The new Unity 4000 is a flexible, multi-port, straightforward storage array from Nexsan.
The company has a focus on three storage product lines: E-Series block storage for direct-attached or SAN use, Assureon immutable storage to keep data compliant and safe in the face of malware, and the Unity NV series of unified file, block, and object systems. There are three Unity systems, with the NV10000 topping the range as an all-flash, 24-drive system. It is followed by the mid-range 60-disk drive NV6000 with a massive 5.18 PB capacity maximum, and now we have the NV4000 for branch offices and small/medium businesses.

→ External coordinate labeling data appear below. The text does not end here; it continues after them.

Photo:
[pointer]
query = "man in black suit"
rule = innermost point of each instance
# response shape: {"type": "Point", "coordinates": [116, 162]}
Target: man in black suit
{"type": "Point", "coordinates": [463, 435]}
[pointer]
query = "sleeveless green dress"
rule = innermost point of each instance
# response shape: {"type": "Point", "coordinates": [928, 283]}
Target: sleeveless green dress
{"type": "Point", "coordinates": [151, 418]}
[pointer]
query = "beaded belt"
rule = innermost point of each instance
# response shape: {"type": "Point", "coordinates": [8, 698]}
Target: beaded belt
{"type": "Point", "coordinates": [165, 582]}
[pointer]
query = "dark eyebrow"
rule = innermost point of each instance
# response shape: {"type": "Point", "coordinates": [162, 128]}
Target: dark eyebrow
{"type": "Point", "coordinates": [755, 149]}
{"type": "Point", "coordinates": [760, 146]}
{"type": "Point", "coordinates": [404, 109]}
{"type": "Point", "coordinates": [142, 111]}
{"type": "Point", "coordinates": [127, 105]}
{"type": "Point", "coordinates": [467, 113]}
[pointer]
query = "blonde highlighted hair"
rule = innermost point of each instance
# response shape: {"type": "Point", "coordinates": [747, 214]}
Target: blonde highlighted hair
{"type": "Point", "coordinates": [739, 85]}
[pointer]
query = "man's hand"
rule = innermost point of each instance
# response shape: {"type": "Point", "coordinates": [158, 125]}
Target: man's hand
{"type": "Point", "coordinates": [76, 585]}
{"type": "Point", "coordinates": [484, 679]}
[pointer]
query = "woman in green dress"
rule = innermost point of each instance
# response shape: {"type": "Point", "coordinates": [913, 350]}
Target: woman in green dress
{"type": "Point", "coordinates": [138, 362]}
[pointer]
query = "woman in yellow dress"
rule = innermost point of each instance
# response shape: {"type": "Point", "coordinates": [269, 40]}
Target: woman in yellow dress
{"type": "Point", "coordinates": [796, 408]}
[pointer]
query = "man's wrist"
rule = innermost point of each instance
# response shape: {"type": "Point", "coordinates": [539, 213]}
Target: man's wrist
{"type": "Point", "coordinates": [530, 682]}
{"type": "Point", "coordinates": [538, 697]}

CEO Vincent Phillips tells us: “Unity is versatile storage with unmatched value. We support multiple protocols, we support the flexibility to configure flash versus spinning drive in the mix, and that works for whatever the enterprise needs. Every system has dual controllers and redundancy for high availability and non-destructive upgrades. There’s no upcharges for individual features and unlike the cloud, the Unity is cost-effective for the life of the product and even as you grow.”
Features include immutable snapshots and S3 object-locking. The latest v7.2 OS release adds a “cloud connector, which allows bi-directional syncing of files and directories with AWS S3, with Azure, Unity Object Store and Google Cloud coming soon.”
There are non-disruptive upgrades and an Assureon connector. With the latest v7.2 software, admins can now view file access by user via the SMB protocol as well as NFS.
Phillips said: “Every system has dual controllers and redundancy for high availability and non-destructive upgrades, but we also let customers choose between hardware and encryption on the drive with SED or they can utilize more cost-effective software-based encryption.”
All NV series models have FASTier technology to boost data access by caching. It uses a modest amount of solid-state storage to boost the performance of underlying hard disk drives by up to 10x, resulting in improved IOPS and throughput while maintaining cost-effectiveness and high capacity. FASTier supports both block (e.g. iSCSI, Fibre Channel) and file (e.g. NFS, SMB, FTP) protocols, allowing unified storage systems to handle diverse workloads, such as random I/O workloads in virtualized environments, efficiently.
The NV10000 flagship model “is employed by larger enterprises. It supports all flash or hybrid with performance up to 2 million IOPS, and you can expand with our 78-bay JBODs and scale up to 20 petabytes. One large cancer research facility that we have is installed at 38 petabytes and growing. They’re working on adding another 19 petabytes.”
The NV6000 was “introduced in January, and it’s been a mid-market workhorse. It can deliver one and a half million IOPS and it can scale up to five petabytes. We’ve seen the NV 6000 manage all kinds of customer workloads, but one that we consistently see is it utilized as a backup target for Veeam, Commvault and other backup software vendors.”

Phillips said: “The product family needed a system that met the requirements at the edge or for smaller enterprises. That’s where the NV4000 that we’re talking about today comes in. It has all the enterprise features of the prior two models, but in a cost-effective model for the small organization or application or for deployment at the edge of an enterprise. The NV4000 is enterprise class, but priced and sized for the small or medium enterprise. It manages flexible workloads, backups, and S3 connections for hybrid solutions, all in one affordable box. The NV4000 can be configured in all flash or hybrid and it can deliver up to 1 million IOPS and it has the same connectivity flexibility as its bigger sisters.”

The NV4000 comes in a 4RU chassis with front-mounted 24 x 3.5-inch drive bays. The system has dual Intel Xeon Silver 4309Y CPUs (2.8 GHz, 8 cores, 16 threads) and 128 GB DDR4 RAM per controller. There is a 2 Gbps backplane and connectivity options include 10/25/40/100 GbE and 16/32 Gb Fibre Channel. The maximum flash capacity is 737.28 TB while the maximum capacity with spinning disk is 576 TB. The highest-capacity HDD available is 24 TB whereas Nexsan supplies SSDs with up to 30.72 TB.
That disparity is set to widen as disk capacities approach 30 TB and SSD makers supply 61 and 122 TB capacities. Typically these use QLC (4 bits/cell flash). Phillips said: “We don’t support the QLC today. We are working with one of the hardware vendors and we’ll begin testing those very shortly.”
Nexsan has a deduplication feature in beta testing and it’s also testing Western Digital’s coming HAMR disk drives.
There are around a thousand Nexsan channel partners and its customer count is in the 9,000-10,000 area. Partners and customers should welcome the NV4000 as a versatile edge, ROBO, and SMB storage workhorse.